Despite the negatives, one thing Dead Effect 2 cannot be faulted for is a lack of content. Each of the story missions may only take five to ten minutes to beat, dependant on skill level, but there are several game modes available for players to sink their teeth into. And that’s a good thing.
As well as the story mode, others included are Generic Missions, Biohazard Mode, Survival Mode, Lone Wolf Missions, and Infestation. However, not all modes offer content that is much different to the main story. For example, both Generic Missions and Lone Wolf Missions provide players with a variation of the same missions that were already available throughout the story, which brings the question as to why they were included at all, other than to earn extra collectible credits to buy upgrades with.

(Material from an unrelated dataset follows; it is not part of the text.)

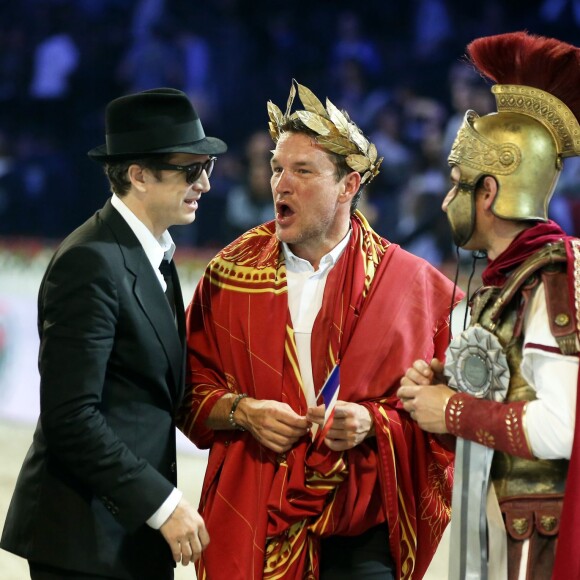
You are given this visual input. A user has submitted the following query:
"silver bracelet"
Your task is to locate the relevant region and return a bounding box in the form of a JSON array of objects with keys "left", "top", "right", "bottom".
[{"left": 228, "top": 393, "right": 248, "bottom": 431}]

Whilst still offering similar content, the other modes do indeed have their own separate goals. Biohazard Mode for example brings players back to specific areas within the story, but with the new goal of clearing the area, whilst Survival Mode sets players in an area with swarms of enemies and requires players to simply survive. Infestation on the other hand, much like Survival, pits players against hordes of the undead with the goal of defeating them all before taking on a huge monster to end the battle. In the end though, whilst the extra inclusions are certainly enough to ensure players are tied down for a few extra hours, it’s not hard to see that they are more of a tacked on addition rather than an early development plan; other than a few small differences they fail to bring any real change to an already repetitive game.
Overall and Dead Effect 2 is a game that offers a fantastic visual experience, but lets itself down with very basic issues. That said it is in no way a terrible game, and those looking for a viable first-person shooter should certainly give it a bash if you’re fed up with the usual titles on the market. If precision and polish is something you can’t look past though, then you may feel slightly disappointed.